19/I состояние больного соответствует тяжести оперативного вмешательства: температура 38°, пульс 90 ударов в минуту, артериальное давление 130/70 мм рт. ст. 20/I у больного появились боли в животе, особенно в подвздошных областях, вздутие живота, частые болезненные позывы на стул, а через несколько часов - жидкий стул с большим количеством свежей крови и слизи (приблизительно 250 - 300 мл). Тенезмы и боли в животе продолжали беспокоить больного в течение 2 суток. Больному назначен хлористый кальций, 3% раствор глюкозы с витаминами. Бактериологическое исследование на дизентерию отрицательное. Внутривенно перелито 500 мл крови. К вечеру 22/I состояние больного удовлетворительное; кишечное кровотечение прекратилось.

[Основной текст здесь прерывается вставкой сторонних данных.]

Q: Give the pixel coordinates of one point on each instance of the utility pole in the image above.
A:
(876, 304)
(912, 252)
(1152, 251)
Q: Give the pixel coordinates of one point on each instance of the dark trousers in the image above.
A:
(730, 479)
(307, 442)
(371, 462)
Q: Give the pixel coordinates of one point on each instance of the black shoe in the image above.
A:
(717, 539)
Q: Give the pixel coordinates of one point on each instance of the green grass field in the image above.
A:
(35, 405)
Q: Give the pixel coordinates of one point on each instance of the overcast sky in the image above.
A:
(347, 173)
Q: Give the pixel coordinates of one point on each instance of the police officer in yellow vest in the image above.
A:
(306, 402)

Знакомство с работами анатомов и физиологов позволило нам предположить заинтересованность блуждающего нерва (раздражение во время операции) в форхмированпи описанной клинической картины, так как известно, что раздражение блуждающего нерва на шее или в грудной полости вызывает резкие и глубокие трофические нарушения в стенке кишечника с образованием язв или эрозий на слизистой оболочке (Ю. М. Лопухин, 1954).
Смещение трансплантатa. Abbot (1963), Caron и Julian (1966) и другие авторы указывают па смещение трансплантата как на одно из осложнений переднего спондилодеза. На 164 операции нами отмечено 14 случаев смещения кортикального трансплантата. В одном случае (рис. 86) данное осложнение явилось следствием нарушения поведения больного в послеоперационном периоде. Смещение трансплантата в остальных случаях связано с дефектом техники операции (недостаточное углубление паза в краниальном или в каудальном направлении тел позвонков).

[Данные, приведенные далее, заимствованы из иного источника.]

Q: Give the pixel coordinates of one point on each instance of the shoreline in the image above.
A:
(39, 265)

Рис. 86. Рентгенограмма больного П. через 11 дней после операции. Смещение трансплантата
Пролежень пищевода - тяжелое осложнение. Оно отмечено у одного больного. Операция дискэктомии и передний "окончатый" спондилодез были произведены без технических погрешностей. На контрольных рентгенограммах после операции и в последующем положение трансплантата правильное, передний край его едва выступает (как обычно) над уровнем позвонков. Постепенно нарастали неврологические расстройства с нарушением глотания. Через 6 месяцев после переднего спондилодеза у больного возник свищ пищевода соответственно нижнему краю трансплантата, что потребовало дренирования и наложения гастростомы. Вскоре при продолжающемся усилении неврологических расстройств больной скончался. Патологоанатомический диагноз - опухоль спинного мозга (медуллобластома). Основное заболевание, несмотря на тщательное обследование в институте нейрохирургии имени Н. Н. Бурденко, было ошибочно расценено как остеохондроз шейного отдела позвоночника.
Таким образом, пролежень стенки пищевода лишь косвенно связан с трансплантатом. Основная причина - нарушение трофики пищевода в результате прогрессирования основного заболевания. Даже значительно выступающие трансплантаты (по литературным данным и нашим наблюдениям) не приводят к подобным осложнениям.